Such is the position of Prof Terrence Deacon, who, in his current paper for PNAS, eloquently argues for a role for relaxed selection in the evolution of the language capacity. He’s been making these noises for a while now, as I previously mentioned here, with him also recognising evolutionary-similar processes in development. However, with the publication of this paper I think it’s about time I disseminated his current ideas in more detail, which, in my humble opinion, offers a more nuanced position than the strict modular adaptationism previously championed by Pinker et al (I say previously, because Pinker also has a paper in this issue, and I’m going to read it before making any claims about his current position on the matter).

At its core, Deacon’s proposal is that the relaxation of selection pressures allows genetic control to be offloaded onto epigenetic processes. This in turn allows for a greater influence of social transmission due to development being open to experiential modification. Our capacity for language, then, is a story of how developmental and evolutionary dynamics interact. As a recent post over at Babel’s Dawn notes, this is basically a three-phase scenario:

  1. Standard primate brain in which midbrain areas (older parts of the brain) control vocal emotional communications.
  2. A duplication of a section of the genome leads to “relaxed selection” and extensive cross talk between many cerebral cortical systems (newer parts of the brain).
  3. “Unmasked selection” fixes new functional coordination and drives the brain’s anatomical reorganization.

The first aspect we need to appreciate is how Darwinian-like processes operate at the developmental-level. Deacon cites many instances, such as the fine-tuning of axonal connection patterns in the developing nervous system, where developmental processes are achieved through selection-like operations. Importantly, though, the logic differs from natural selection in one respect: “selection of this sort is confined to differential preservation only, not differential reproduction. In this respect, it is like one generation of the operation of natural selection”.The point he’s trying to get across is that these intraselection processes are taking place right across nature. Take, for instance, the genus Spalax (the blind mole rat): during development its thalamic visual nucleus is dominated by brainstem auditory and somatic projections. This is because the blind mole rat has vestigial eyes (hence the name), with projections from their small retinas being out-competed in favour of somatic and auditory functions. As Deacon notes:

Experimental manipulations in other species, in which projections from one sensory modality are reduced in early development, likewise exhibit analogous takeover effects, and manipulations of the sensory periphery likewise demonstrate that intraselection adapts neural functional topography with respect to functional experience.

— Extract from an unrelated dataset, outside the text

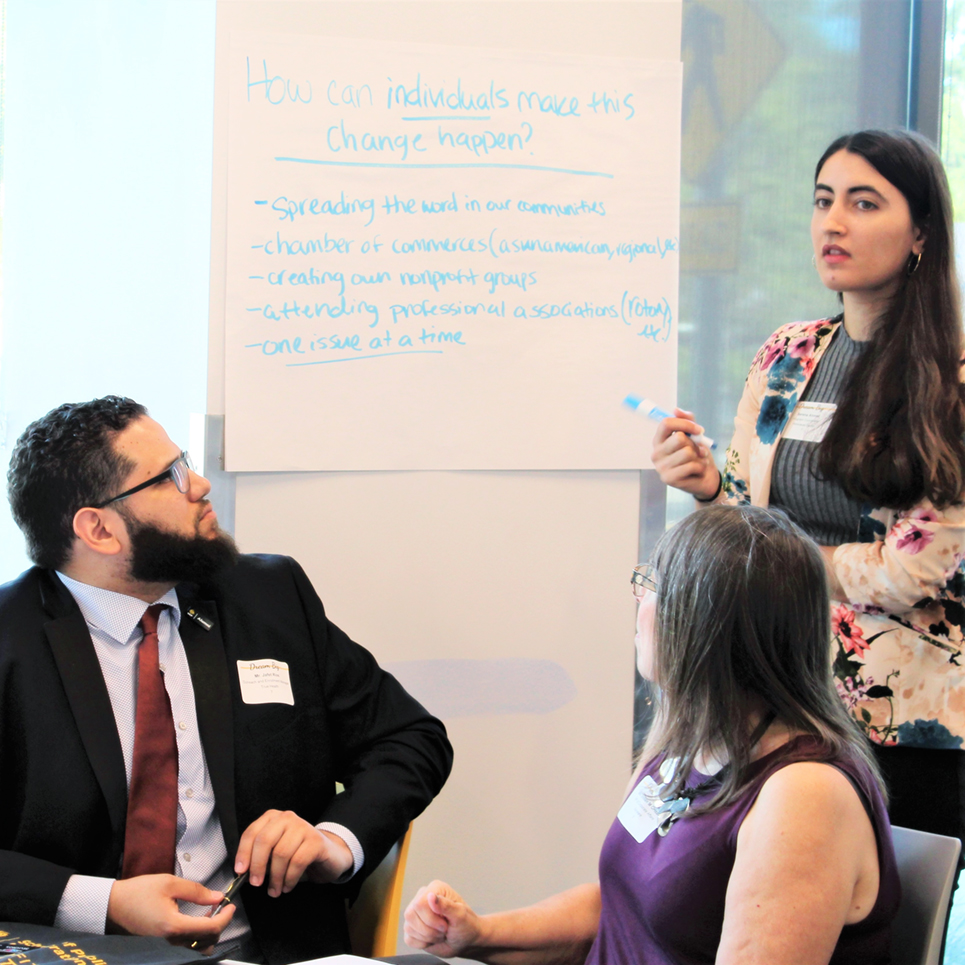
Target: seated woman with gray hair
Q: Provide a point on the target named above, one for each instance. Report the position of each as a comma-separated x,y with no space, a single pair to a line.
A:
755,829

Such developmental flexibility is crucial in that it provides a general mechanism for natural selection to recruit in brain evolution. And as such, it is almost certainly relevant to the evolution of the human brain in relation to language. From this evodevo perspective, Deacon goes onto highlight how Darwinian processes characterising natural selection (replication, variation, and differential fitness) have analogous counterparts in intraorganismic processes (redundancy, degeneracy, and functional interdependencies):

First, they involve processes that produce functional integration and/or adaptation even though they are generated by mechanisms that are dissociated from this consequence. Second, they all involve the generation of redundant variant replicas of some prior form (gene, cell, connection, antibody, etc.) brought into interaction with each other and with an external context in a way that allows these differences to affect their subsequent distribution. And third, their preservation and expression are dependent on correlation with context.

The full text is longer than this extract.